#381. El paisa turista de la barba gruesa

#381 estaba de visita en Bogotá y no sabía ubicarse muy bien pero supo llegar en taxi a mi casa. Quería comérmelo de nada más ver las fotos que me envió: tenía un bronceado perfecto, un cuerpo de gym y una barba gruesa y larga.

Sentados en mi cama me contó que estaba de vacaciones y que había venido a Bogotá a hacer unas vueltas antes de irse para Aruba. Mientras me hablaba yo sólo podía pensar en el lindo cuerpo que debía haber debajo de esa camiseta que traía. #381 fue quien dio el primer paso cuando se acercó y me dio un beso que nunca olvidaré. Nos acostamos y se quitó la camiseta, pude ver el lindo cuerpo grueso que tenía aunque noté que su abdomen era algo particular, el cual no era feo pero parecía como si le hubieran hecho algún procedimiento para aplanarlo.

Nos desnudamos rápido, y nos dimos unos besos donde nos comimos la boca el uno al otro, estábamos consumidos por el deseo, era un sentimiento extraño que rara vez siento pero la pasión y la conexión que que sentí con #381 rara vez la siento con alguien.

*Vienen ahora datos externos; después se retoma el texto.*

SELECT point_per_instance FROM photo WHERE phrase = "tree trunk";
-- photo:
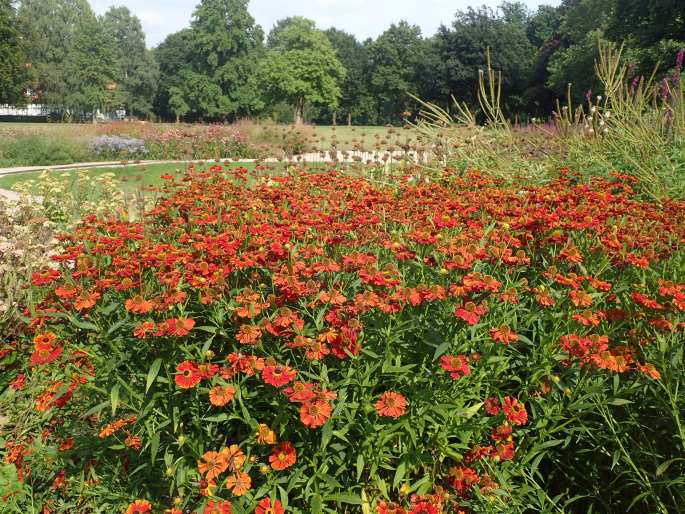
(298, 114)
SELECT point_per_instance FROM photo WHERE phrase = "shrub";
(336, 345)
(117, 147)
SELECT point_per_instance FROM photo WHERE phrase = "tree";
(583, 22)
(301, 67)
(353, 55)
(135, 72)
(393, 68)
(173, 56)
(462, 50)
(227, 45)
(51, 27)
(12, 59)
(91, 68)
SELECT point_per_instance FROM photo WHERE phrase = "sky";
(363, 18)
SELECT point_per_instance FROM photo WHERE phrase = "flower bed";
(321, 343)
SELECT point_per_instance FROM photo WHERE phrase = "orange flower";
(314, 414)
(221, 395)
(221, 507)
(212, 464)
(283, 456)
(391, 404)
(456, 365)
(179, 327)
(265, 507)
(515, 411)
(504, 335)
(47, 339)
(139, 507)
(115, 426)
(86, 301)
(265, 435)
(249, 334)
(239, 483)
(133, 441)
(138, 305)
(278, 375)
(187, 375)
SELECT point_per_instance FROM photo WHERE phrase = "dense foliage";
(326, 343)
(211, 71)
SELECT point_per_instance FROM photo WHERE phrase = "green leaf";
(114, 398)
(618, 401)
(664, 466)
(317, 504)
(471, 411)
(154, 447)
(152, 374)
(441, 350)
(399, 474)
(350, 498)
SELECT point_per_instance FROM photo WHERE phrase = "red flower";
(456, 365)
(265, 507)
(145, 328)
(138, 305)
(278, 375)
(424, 508)
(187, 375)
(463, 478)
(179, 327)
(139, 507)
(220, 507)
(221, 395)
(389, 508)
(492, 406)
(470, 312)
(314, 414)
(515, 411)
(44, 277)
(283, 456)
(43, 355)
(504, 335)
(391, 404)
(249, 334)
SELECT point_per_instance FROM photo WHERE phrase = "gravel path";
(352, 156)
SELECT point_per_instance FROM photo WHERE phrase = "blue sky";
(363, 18)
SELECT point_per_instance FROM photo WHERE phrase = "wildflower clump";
(319, 340)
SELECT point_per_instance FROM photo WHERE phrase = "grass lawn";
(131, 178)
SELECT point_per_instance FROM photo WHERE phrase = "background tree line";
(223, 67)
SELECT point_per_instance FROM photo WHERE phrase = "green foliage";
(52, 27)
(136, 72)
(462, 50)
(393, 67)
(90, 68)
(12, 58)
(301, 66)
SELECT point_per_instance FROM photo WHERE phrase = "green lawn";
(369, 137)
(131, 178)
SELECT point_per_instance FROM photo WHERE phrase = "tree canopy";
(12, 58)
(223, 68)
(301, 67)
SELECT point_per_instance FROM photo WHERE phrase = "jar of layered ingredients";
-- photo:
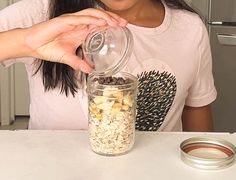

Nos besábamos y nos tocábamos como animales en celo, mientras #381 estaba encima mío le agarraba la espalda con fuerza hasta que bajaba hasta sus las nalgas y las apretaba con las palmas de mi mano. No recuerdo habérselo mamado pero debí haberlo hecho en algún punto. Sabía que nuestros orgasmos iban a llegar en poco tiempo y así fue, no porque el sexo fuera malo, sino todo lo contrario.

Estábamos tan arrechos que no esperamos mucho tiempo a que me lo metiera. Me acosté boca arriba y puse una almohada debajo de mi culo mientras #381 se ponía el condón. Cerré los ojos para que no me doliera pero no sentí dolor porque #381 me tenía muy excitado. Cuando abrí los ojos él estaba introduciendo su gran verga en mi culo. Primero jugó con la punta de arriba a abajo a la entrada de mi ano pero con un gran empujón lo tuve todo dentro.

Mi culo estaba completamente lleno de verga, #381 dejó su pene dentro por unos segundos hasta que lo sacó todo y luego volvió a meterlo por completo. Después de hacerlo 3 veces empezó a cogerme a toda velocidad, no podía creer lo rico que se sentía. Le pregunté si podía bajar mis piernas y agarró mis rodillas con sus manos mientras tenía su verga clavándome.

#381 subió su pecho y siguió clavándome muy rico mientras sostenía mis piernas con sus brazos, me hacía gemir tan duro como podía. Mientras me daba verga muy agitado me dijo en voz baja “Quiere la leche?”. Y yo le respondí: “Sí por favor!” en un tono de súplica. Solo fue cuestión de segundos para que #381 llegara al orgasmo, un orgasmo que estoy seguro que disfrutó como nunca porque después de venirse me contó que llevaba más de un mes sin tener sexo, además su expresión y sus gemidos fueron bien notorios.

Sacó su verga con la leche colgando del condón usado, no hay nada más excitante que ver la leche que ordeño con mi culo. Quedamos muy cansados. Estando desnudos en mi cama después de tanto ajetreo nos acostamos mirando hacia el techo, me dijo que vive en el barrio Laureles de Medellín y que quiere verme cuando vuelva a Medellín. Antes de irse me pidió que le ayudara para decirle cómo irse en bus al centro porque tenía que hacer algo allí. Le di las indicaciones y sólo espero que no se haya perdido.